Les analyses stratifiées des fractures totales et des fractures de la hanche ont montré que le risque significativement plus élevé de fractures totales et de fractures de la hanche n’était observé que chez les végétariens de plus de 50 ans au moment du recrutement et que les végétaliens avaient un risque plus élevé dans les deux groupes d’âge, et que l’interaction n’était observée que pour les fractures totales. Pour les deux types de fractures, les associations significatives chez les végétaliens semblaient plus fortes chez les femmes, en particulier celles post-ménopausées, et les participants ayant une faible activité physique et un IMC plus faible.

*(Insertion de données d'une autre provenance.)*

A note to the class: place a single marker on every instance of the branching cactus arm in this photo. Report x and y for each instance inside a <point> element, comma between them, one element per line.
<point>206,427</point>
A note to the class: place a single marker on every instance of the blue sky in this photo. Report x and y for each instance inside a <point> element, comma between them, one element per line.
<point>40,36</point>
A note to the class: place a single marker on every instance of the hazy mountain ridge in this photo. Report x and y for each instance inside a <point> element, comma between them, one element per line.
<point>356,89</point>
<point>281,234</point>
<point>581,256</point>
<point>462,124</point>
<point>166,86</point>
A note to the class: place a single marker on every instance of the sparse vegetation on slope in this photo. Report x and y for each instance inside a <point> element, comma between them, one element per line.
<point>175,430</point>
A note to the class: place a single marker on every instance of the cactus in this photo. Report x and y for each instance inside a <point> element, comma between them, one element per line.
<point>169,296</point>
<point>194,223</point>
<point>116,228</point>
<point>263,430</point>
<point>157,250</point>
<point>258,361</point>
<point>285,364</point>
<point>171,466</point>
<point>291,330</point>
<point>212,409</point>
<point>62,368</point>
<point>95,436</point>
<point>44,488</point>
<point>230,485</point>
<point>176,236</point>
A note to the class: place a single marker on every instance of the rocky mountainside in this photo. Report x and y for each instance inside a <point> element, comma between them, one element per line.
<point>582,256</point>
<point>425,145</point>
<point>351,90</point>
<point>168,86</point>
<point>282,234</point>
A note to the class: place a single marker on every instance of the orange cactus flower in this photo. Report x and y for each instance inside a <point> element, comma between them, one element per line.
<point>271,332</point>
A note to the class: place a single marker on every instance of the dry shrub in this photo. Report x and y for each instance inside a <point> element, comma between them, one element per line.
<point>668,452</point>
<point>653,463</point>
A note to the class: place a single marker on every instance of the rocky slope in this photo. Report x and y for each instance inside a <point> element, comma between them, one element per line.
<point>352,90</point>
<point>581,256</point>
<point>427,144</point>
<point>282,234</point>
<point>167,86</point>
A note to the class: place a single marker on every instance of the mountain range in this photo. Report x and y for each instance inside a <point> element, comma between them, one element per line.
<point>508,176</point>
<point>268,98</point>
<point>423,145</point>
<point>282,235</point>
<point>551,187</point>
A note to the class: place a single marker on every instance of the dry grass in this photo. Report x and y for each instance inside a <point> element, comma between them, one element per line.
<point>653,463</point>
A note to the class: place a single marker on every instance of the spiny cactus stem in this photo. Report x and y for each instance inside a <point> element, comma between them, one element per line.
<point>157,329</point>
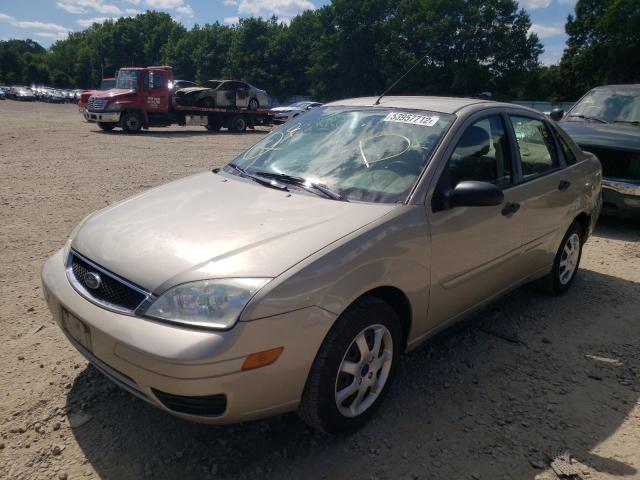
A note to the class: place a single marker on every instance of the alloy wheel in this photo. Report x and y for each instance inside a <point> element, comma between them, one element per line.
<point>569,259</point>
<point>364,370</point>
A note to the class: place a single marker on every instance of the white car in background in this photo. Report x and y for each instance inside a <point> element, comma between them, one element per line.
<point>284,114</point>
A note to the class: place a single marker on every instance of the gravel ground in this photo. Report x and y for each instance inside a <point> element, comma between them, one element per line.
<point>496,398</point>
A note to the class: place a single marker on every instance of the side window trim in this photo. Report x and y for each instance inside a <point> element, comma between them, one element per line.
<point>472,120</point>
<point>561,164</point>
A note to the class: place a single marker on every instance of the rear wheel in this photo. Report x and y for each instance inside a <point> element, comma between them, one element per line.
<point>354,368</point>
<point>237,124</point>
<point>565,264</point>
<point>131,122</point>
<point>107,127</point>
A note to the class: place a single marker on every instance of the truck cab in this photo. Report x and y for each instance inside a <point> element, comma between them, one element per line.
<point>139,99</point>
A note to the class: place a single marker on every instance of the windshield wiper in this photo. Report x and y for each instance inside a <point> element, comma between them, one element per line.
<point>584,117</point>
<point>262,181</point>
<point>630,122</point>
<point>301,182</point>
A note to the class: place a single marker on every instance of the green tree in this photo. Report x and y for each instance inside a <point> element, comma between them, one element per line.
<point>603,45</point>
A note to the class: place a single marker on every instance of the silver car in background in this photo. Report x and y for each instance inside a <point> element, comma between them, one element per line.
<point>224,94</point>
<point>294,277</point>
<point>286,113</point>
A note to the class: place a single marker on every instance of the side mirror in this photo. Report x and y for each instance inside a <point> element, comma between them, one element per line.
<point>556,114</point>
<point>475,194</point>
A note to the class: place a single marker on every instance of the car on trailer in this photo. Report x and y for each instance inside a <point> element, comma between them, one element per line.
<point>142,98</point>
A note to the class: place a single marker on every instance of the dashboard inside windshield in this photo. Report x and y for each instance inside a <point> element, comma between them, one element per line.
<point>369,154</point>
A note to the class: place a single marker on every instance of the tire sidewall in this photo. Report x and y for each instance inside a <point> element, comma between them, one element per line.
<point>125,126</point>
<point>558,286</point>
<point>356,319</point>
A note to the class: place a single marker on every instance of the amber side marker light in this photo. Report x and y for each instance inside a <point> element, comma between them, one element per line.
<point>261,359</point>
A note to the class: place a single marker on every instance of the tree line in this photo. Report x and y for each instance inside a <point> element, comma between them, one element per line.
<point>354,47</point>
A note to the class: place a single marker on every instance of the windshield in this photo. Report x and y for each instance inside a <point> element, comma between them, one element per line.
<point>128,79</point>
<point>609,105</point>
<point>107,84</point>
<point>211,84</point>
<point>362,154</point>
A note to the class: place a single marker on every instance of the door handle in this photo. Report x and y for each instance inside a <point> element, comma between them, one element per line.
<point>510,208</point>
<point>564,184</point>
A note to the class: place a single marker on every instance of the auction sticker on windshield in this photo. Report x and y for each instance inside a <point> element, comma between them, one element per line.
<point>412,118</point>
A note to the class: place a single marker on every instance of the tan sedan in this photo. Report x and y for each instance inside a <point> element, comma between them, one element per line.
<point>295,276</point>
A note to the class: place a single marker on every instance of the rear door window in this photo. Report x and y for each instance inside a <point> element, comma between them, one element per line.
<point>536,146</point>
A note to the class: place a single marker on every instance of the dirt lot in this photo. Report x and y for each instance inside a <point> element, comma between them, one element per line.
<point>491,400</point>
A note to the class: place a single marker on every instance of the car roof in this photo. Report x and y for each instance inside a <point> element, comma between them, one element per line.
<point>435,104</point>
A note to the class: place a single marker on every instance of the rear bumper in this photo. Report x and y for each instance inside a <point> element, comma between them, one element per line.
<point>173,367</point>
<point>620,198</point>
<point>102,117</point>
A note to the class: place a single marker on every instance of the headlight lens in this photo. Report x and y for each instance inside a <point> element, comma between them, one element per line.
<point>114,107</point>
<point>206,303</point>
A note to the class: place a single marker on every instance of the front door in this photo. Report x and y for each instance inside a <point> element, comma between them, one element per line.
<point>549,191</point>
<point>242,94</point>
<point>475,250</point>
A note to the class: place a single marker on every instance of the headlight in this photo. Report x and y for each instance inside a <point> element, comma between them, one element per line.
<point>206,303</point>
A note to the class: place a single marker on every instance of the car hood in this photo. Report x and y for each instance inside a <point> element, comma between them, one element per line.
<point>604,135</point>
<point>215,226</point>
<point>285,109</point>
<point>188,90</point>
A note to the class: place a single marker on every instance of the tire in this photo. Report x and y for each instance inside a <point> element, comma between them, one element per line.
<point>131,122</point>
<point>320,406</point>
<point>214,124</point>
<point>565,264</point>
<point>237,124</point>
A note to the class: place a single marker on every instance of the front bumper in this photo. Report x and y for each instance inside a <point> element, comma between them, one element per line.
<point>102,117</point>
<point>620,198</point>
<point>157,360</point>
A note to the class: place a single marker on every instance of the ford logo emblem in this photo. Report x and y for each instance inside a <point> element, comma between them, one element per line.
<point>92,280</point>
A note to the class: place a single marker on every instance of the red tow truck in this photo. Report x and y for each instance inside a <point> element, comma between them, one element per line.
<point>107,84</point>
<point>142,99</point>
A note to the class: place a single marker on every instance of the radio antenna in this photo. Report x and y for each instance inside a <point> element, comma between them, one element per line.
<point>403,75</point>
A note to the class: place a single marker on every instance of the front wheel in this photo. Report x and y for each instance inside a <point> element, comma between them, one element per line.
<point>237,124</point>
<point>565,264</point>
<point>131,122</point>
<point>354,368</point>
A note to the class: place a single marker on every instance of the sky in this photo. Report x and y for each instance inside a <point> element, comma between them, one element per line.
<point>49,20</point>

Mais un risque plus élevé de fracture de la hanche n’a été observé que chez les consommateurs de poisson et les végétariens dans la catégorie d’IMC plus élevé. Comme le nombre de cas dans ces analyses de sous-groupes était souvent faible, il est probable qu’il manque de la puissance pour identifier les différences possibles.
CONCLUSIONS :
Les personnes ne mangeant pas de viande, en particulier les végétaliens, présentaient des risques plus élevés de fractures totales ou de certaines fractures spécifiques, en particulier les fractures de la hanche. Ces différences de risque pourraient s’expliquer en partie par un IMC moyen plus faible et des apports moyens en calcium et en protéines plus faibles chez les personnes qui ne mangent pas de viande (hypothèses : moins d’amortissement lors de la chute, masse musculaire moindre et une moindre production d’oestrogènes). Cependant, comme les différences subsistent, surtout chez les végétaliens, après avoir pris en compte ces facteurs, d’autres facteurs non pris en compte peuvent être importants. Il s’agit de la première étude prospective portant sur un groupe d’alimentation présentant à la fois des fractures totales et des fractures multiples spécifiques chez les végétariens et les végétaliens.
Source : Vegetarian and vegan diets and risks of total and site-specific fractures: results from the prospective EPIC-Oxford study. Tong TYN, Appleby PN, Armstrong MEG, Fensom GK, Knuppel A, Papier K, Perez-Cornago A, Travis RC, Key TJ. BMC Med. 2020 Nov 23;18(1):353.